«En aquel tiempo, dijo Jesús a sus discípulos: “Cuando recéis, no uséis muchas palabras, como los gentiles, que se imaginan que por hablar mucho les harán caso. No seáis como ellos, pues vuestro Padre sabe lo que os hace falta antes que lo pidáis. Vosotros rezad así: ‘Padre nuestro del cielo, santificado sea tu nombre, venga tu reino, hágase tu voluntad en la tierra como en el cielo, danos hoy el pan nuestro de cada día, perdónanos nuestras ofensas, pues nosotros hemos perdonado a los que nos han ofendido, no nos dejes caer en la tentación, sino líbranos del Maligno’. Porque si perdonáis a los demás sus culpas, también vuestro Padre del cielo os perdonará a vosotros. Pero si no perdonáis a los demás, tampoco vuestro Padre perdonará vuestras culpas”». (Mt 6,7-15)
La oración es vital para el creyente, pues se trata del medio poderoso que nos pone en relación con Dios. Pero no sirve cualquier tipo de oración, por eso, Jesús tiene buen cuidado en enseñar a sus discípulos tanto la disposición con la que hemos de orar como el contenido de nuestra oración.

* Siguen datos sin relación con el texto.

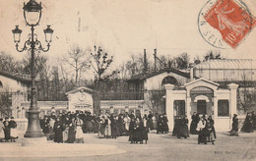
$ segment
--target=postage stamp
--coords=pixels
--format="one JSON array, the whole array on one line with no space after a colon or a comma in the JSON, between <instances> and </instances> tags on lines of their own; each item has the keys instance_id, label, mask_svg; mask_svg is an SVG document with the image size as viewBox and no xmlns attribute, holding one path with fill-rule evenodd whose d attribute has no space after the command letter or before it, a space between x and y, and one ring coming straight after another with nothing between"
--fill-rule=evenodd
<instances>
[{"instance_id":1,"label":"postage stamp","mask_svg":"<svg viewBox=\"0 0 256 161\"><path fill-rule=\"evenodd\" d=\"M256 19L241 1L211 0L201 10L201 35L218 48L235 48L256 26Z\"/></svg>"}]
</instances>

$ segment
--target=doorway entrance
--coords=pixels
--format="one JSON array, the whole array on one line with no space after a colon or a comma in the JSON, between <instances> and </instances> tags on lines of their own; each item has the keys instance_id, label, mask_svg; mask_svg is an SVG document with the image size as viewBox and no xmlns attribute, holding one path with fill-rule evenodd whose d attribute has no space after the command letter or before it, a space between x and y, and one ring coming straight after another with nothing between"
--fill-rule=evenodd
<instances>
[{"instance_id":1,"label":"doorway entrance","mask_svg":"<svg viewBox=\"0 0 256 161\"><path fill-rule=\"evenodd\" d=\"M197 101L197 113L202 115L206 114L206 100Z\"/></svg>"}]
</instances>

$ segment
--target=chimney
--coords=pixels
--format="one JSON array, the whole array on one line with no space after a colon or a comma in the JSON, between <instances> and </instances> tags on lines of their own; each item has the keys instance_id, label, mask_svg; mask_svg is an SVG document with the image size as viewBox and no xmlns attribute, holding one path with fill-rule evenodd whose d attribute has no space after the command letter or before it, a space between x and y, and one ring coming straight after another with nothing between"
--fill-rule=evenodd
<instances>
[{"instance_id":1,"label":"chimney","mask_svg":"<svg viewBox=\"0 0 256 161\"><path fill-rule=\"evenodd\" d=\"M194 63L189 63L189 68L190 68L190 81L194 80Z\"/></svg>"},{"instance_id":2,"label":"chimney","mask_svg":"<svg viewBox=\"0 0 256 161\"><path fill-rule=\"evenodd\" d=\"M148 72L148 62L147 62L147 53L146 49L144 49L144 74Z\"/></svg>"}]
</instances>

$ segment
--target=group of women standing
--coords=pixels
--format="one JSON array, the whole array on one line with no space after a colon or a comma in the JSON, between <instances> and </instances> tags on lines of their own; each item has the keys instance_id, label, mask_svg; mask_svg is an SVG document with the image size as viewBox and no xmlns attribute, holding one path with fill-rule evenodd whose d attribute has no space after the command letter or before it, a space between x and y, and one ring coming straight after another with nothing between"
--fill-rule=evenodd
<instances>
[{"instance_id":1,"label":"group of women standing","mask_svg":"<svg viewBox=\"0 0 256 161\"><path fill-rule=\"evenodd\" d=\"M18 138L17 123L14 120L14 117L6 117L5 121L0 118L0 141L5 139L6 141L15 140Z\"/></svg>"},{"instance_id":2,"label":"group of women standing","mask_svg":"<svg viewBox=\"0 0 256 161\"><path fill-rule=\"evenodd\" d=\"M188 119L186 116L177 117L174 121L174 128L172 131L172 135L177 136L178 138L189 137L188 133Z\"/></svg>"},{"instance_id":3,"label":"group of women standing","mask_svg":"<svg viewBox=\"0 0 256 161\"><path fill-rule=\"evenodd\" d=\"M120 135L128 135L130 117L125 115L114 116L113 114L100 114L96 119L98 124L99 138L116 138Z\"/></svg>"},{"instance_id":4,"label":"group of women standing","mask_svg":"<svg viewBox=\"0 0 256 161\"><path fill-rule=\"evenodd\" d=\"M131 122L129 125L129 141L131 143L143 143L143 140L145 140L145 143L147 143L149 136L149 126L148 126L148 118L147 115L141 118L138 117L132 117Z\"/></svg>"},{"instance_id":5,"label":"group of women standing","mask_svg":"<svg viewBox=\"0 0 256 161\"><path fill-rule=\"evenodd\" d=\"M253 133L253 131L255 130L256 130L256 116L254 114L254 111L248 112L246 114L244 124L241 128L241 132Z\"/></svg>"},{"instance_id":6,"label":"group of women standing","mask_svg":"<svg viewBox=\"0 0 256 161\"><path fill-rule=\"evenodd\" d=\"M54 142L83 143L83 124L79 114L68 114L65 117L44 116L40 126L47 139L53 139Z\"/></svg>"}]
</instances>

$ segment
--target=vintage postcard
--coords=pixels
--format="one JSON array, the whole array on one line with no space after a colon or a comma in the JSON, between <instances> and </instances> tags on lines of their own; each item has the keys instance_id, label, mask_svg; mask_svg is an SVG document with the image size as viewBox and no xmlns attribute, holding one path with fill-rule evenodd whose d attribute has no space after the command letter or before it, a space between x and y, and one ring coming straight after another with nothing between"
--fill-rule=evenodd
<instances>
[{"instance_id":1,"label":"vintage postcard","mask_svg":"<svg viewBox=\"0 0 256 161\"><path fill-rule=\"evenodd\" d=\"M256 160L256 1L0 0L0 160Z\"/></svg>"}]
</instances>

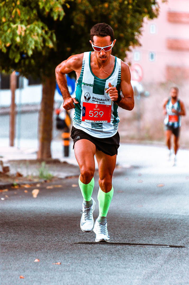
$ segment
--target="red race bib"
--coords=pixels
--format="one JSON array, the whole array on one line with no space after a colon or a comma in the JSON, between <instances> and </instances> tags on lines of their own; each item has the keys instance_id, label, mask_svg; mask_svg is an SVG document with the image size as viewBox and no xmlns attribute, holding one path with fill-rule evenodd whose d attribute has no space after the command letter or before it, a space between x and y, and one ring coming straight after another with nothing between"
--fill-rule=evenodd
<instances>
[{"instance_id":1,"label":"red race bib","mask_svg":"<svg viewBox=\"0 0 189 285\"><path fill-rule=\"evenodd\" d=\"M169 115L169 122L175 123L178 121L178 116L177 115Z\"/></svg>"},{"instance_id":2,"label":"red race bib","mask_svg":"<svg viewBox=\"0 0 189 285\"><path fill-rule=\"evenodd\" d=\"M91 123L110 123L111 109L111 105L83 102L82 121Z\"/></svg>"}]
</instances>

Advierte, en primer lugar, contra la verborrea, como si la mucha palabrería tuviera algo que ver con la verdadera oración. Dios conoce muy bien lo que nos conviene, y cuando se trata de amistad sobran las palabras. Por eso es mucho más importante la disposición con la que oramos.

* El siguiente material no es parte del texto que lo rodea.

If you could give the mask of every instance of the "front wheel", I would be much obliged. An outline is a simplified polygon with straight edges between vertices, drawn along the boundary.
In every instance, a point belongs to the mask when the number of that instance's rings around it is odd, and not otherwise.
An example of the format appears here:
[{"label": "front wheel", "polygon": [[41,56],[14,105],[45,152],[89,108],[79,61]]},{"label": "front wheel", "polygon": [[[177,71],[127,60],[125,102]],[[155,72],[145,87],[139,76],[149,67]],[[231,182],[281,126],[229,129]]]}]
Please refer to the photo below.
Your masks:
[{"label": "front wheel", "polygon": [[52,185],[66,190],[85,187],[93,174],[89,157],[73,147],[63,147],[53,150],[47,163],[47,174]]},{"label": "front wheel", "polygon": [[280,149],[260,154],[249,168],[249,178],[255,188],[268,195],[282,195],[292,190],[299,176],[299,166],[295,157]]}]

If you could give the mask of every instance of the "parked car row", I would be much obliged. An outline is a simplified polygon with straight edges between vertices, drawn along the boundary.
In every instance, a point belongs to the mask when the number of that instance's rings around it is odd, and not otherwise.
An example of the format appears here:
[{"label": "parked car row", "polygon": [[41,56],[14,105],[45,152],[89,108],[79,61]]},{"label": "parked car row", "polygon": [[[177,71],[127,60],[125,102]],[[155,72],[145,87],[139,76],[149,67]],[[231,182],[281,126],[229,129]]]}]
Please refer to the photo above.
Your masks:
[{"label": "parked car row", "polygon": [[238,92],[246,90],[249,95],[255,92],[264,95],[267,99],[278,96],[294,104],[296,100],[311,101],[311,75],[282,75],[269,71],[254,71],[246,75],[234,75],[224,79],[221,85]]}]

En la oración del Padrenuestro está contenido todo lo que es la oración cristiana, por lo que nos advierte San Agustín que si nuestra oración no coincide con el Padrenuestro, no es oración cristiana. Ahora bien, dentro del Padrenuestro lo más importante está al comienzo. Jesús nos advierte: “Vosotros rezad así: ‘Padre nuestro del cielo…’”. Hay una actitud que califica nuestra oración como cristiana, la misma de Cristo ante su Padre: la plena confianza en su amor y el abandono en su voluntad. Porque Cristo se sabe amado por el Padre, lo pone todo en sus manos, se deja llevar por Él. Como un niño confiado cogido de la mano de su padre, acepta caminar por los ásperos senderos de la vida sin temor alguno. Del mismo modo, el cristiano no duda del amor de Dios, que le lleva de la mano derecha y lo conduce, según sus planes, a un destino glorioso. Por eso, su actitud cuando se dirige a Dios es la misma actitud de Cristo: confianza absoluta en el amor del Padre. Así pues, al dirigirse al Señor comienza con el Abba, Padre, toda una declaración de intenciones, de modo que lo que sigue está determinado por esta postura fundamental.

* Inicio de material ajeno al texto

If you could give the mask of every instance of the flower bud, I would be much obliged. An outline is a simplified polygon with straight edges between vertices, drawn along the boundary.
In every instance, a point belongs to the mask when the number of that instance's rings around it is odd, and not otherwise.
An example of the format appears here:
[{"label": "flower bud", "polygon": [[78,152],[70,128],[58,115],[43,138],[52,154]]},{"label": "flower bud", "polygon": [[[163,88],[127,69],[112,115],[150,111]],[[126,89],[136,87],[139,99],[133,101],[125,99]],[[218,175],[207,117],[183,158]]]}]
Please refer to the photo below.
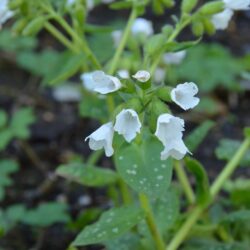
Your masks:
[{"label": "flower bud", "polygon": [[204,33],[204,26],[201,21],[195,21],[192,23],[192,32],[195,36],[202,36]]},{"label": "flower bud", "polygon": [[158,98],[154,98],[149,107],[149,127],[152,132],[156,129],[156,123],[159,115],[170,113],[168,105]]},{"label": "flower bud", "polygon": [[224,9],[224,3],[222,1],[213,1],[204,4],[200,8],[199,13],[203,15],[214,15],[216,13],[223,11],[223,9]]},{"label": "flower bud", "polygon": [[159,88],[156,92],[156,95],[163,101],[165,102],[171,102],[171,96],[170,96],[170,92],[171,92],[172,88],[171,87],[162,87]]},{"label": "flower bud", "polygon": [[181,10],[184,13],[190,13],[196,6],[198,0],[182,0]]},{"label": "flower bud", "polygon": [[26,27],[27,23],[28,23],[28,20],[26,18],[19,19],[12,26],[12,31],[17,35],[21,34],[24,28]]}]

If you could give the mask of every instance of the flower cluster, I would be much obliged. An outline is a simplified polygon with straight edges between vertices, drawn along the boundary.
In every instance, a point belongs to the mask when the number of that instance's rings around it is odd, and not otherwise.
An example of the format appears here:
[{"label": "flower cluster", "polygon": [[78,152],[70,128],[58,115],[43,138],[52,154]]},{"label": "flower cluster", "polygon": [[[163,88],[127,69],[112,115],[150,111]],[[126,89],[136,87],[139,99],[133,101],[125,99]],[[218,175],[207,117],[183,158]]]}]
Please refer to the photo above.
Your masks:
[{"label": "flower cluster", "polygon": [[[140,70],[132,76],[141,83],[150,79],[150,73]],[[82,75],[86,85],[91,91],[101,94],[114,92],[122,87],[117,77],[106,75],[102,71],[95,71]],[[91,87],[90,87],[91,85]],[[170,92],[173,102],[182,109],[194,108],[199,103],[199,98],[195,97],[198,93],[196,84],[186,82],[177,85]],[[108,122],[90,134],[86,139],[89,140],[89,147],[92,150],[104,149],[106,156],[114,153],[112,146],[114,132],[122,135],[127,142],[134,140],[140,133],[142,123],[137,112],[131,108],[122,109],[116,116],[115,122]],[[161,152],[161,159],[165,160],[169,156],[175,159],[182,159],[188,151],[183,142],[184,120],[168,113],[161,114],[157,119],[155,136],[162,142],[164,150]]]},{"label": "flower cluster", "polygon": [[8,19],[13,16],[13,11],[11,11],[8,7],[9,0],[1,0],[0,1],[0,28],[2,24],[4,24]]},{"label": "flower cluster", "polygon": [[223,0],[225,8],[222,12],[212,16],[212,23],[217,30],[224,30],[237,10],[248,10],[250,0]]}]

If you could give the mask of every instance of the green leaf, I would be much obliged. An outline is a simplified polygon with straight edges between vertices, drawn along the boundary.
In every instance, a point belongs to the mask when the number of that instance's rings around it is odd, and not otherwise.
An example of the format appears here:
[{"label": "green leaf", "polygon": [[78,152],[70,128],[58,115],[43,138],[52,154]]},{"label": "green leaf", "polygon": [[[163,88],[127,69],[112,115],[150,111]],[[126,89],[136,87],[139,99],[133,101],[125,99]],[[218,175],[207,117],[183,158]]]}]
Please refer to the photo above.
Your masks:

Después vienen las peticiones por nuestras necesidades, todas ellas encaminadas a nuestra comunión con el Padre y al fortalecimiento de nuestra misión respecto al mundo. Por ello pedimos que sea santificado el Nombre de Dios, de modo que por nuestras buenas obras el mundo pueda glorificar a Aquel que realiza tales obras en frágiles criaturas. Que ven su reino y pase ya este mundo. Se trata del anhelo total de la Iglesia para que el Señor complete su obra de salvación, en la espera de que llegue a todos los que están llamados a completar su Cuerpo. Para ello es preciso que en la tierra podamos hacer nosotros su voluntad de modo que la tierra se acerque a la bienaventuranza del cielo. Entramos a continuación en el corazón del Padrenuestro al pedirle que nos dé el pan nuestro de cada día, el alimento que nos guarda para la vida eterna, pues así como dio cada día el maná a su pueblo en el desierto, es necesario que nos alimente a diario con el pan verdadero que Él va a dar: el cuerpo de Cristo, nuestra entrega libre a la voluntad de Dios en los acontecimientos de cada día. Para ello, como Cristo, necesitamos cargar libremente con el mal que otros nos puedan hacer y perdonar como somos perdonados por Dios, pues si Él nos ha condonado diez mil talentos, ¿no podemos nosotros perdonar quinientos denarios? Finalmente, una petición necesaria: que nos libre de nuestro enemigo, de aquel que nos quiere arrebatar nuestra herencia, a fin de que seamos liberados del mal, pues hay un único mal: vernos lejos de la comunión con Dios y frustrado nuestro ser. Frente a ello, aquello que nosotros llamamos males no son tales, sino momentos de gracia para que podamos confiarnos en su amor, ya que todo es gracia.